Vivre avec un traducteur: comprendre ses loisirs

Traducteurs, conjoints de traducteurs, je vous ai compris! Etant donné l’enthousiasme qu’a suscité mon premier billet sur le sujet, j’inaugure donc une nouvelle série consacrée à la découverte de cet être mystérieux qu’est le traducteur ![]()

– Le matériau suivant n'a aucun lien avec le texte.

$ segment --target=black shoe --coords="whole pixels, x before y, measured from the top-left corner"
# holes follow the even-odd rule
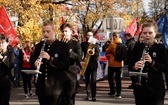
[[[89,97],[88,97],[88,96],[86,96],[86,97],[85,97],[85,100],[89,100]]]
[[[133,85],[130,85],[129,87],[128,87],[128,89],[133,89],[134,88],[134,86]]]
[[[108,93],[108,95],[109,95],[109,96],[114,96],[115,93],[111,93],[111,92],[110,92],[110,93]]]
[[[95,97],[93,97],[93,98],[92,98],[92,101],[96,101],[96,98],[95,98]]]

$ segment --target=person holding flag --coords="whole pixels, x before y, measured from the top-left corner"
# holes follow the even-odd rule
[[[0,34],[0,105],[9,105],[15,55],[8,39]]]

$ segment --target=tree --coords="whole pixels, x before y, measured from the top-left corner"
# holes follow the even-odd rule
[[[165,14],[165,0],[151,0],[149,2],[149,16],[156,21]]]

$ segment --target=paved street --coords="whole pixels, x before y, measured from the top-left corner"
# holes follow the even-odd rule
[[[81,80],[80,87],[76,96],[76,105],[134,105],[134,98],[132,89],[127,89],[130,85],[129,77],[125,77],[122,80],[122,99],[115,99],[107,95],[109,92],[107,80],[99,81],[97,83],[97,101],[86,101],[84,100],[86,94],[84,92],[84,83]],[[33,88],[33,92],[35,89]],[[23,88],[14,88],[10,105],[38,105],[37,96],[29,97],[25,99],[23,94]],[[168,92],[165,98],[165,105],[168,105]]]

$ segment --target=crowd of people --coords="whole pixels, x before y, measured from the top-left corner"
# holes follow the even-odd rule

Aujourd’hui, nous allons observer le traducteur dans l’un de ses loisirs favoris, rencontrer d’autres traducteurs et parler de sujets passionnants dont, malheureusement, le reste du monde ne saisit pas l’importance. C’est ainsi qu’un samedi matin par mois, le traducteur, s’il est parisien (ou francilien, on n’est pas sectaire) accepte de se lever sans grogner pour retrouver ses pairs. Pire encore, ce matin de janvier, ils étaient près de 70 à prendre le chemin du Café du Pont-Neuf pour partager un petit-déjeuner. Ça vous paraît déjà incroyable? Attendez donc la suite!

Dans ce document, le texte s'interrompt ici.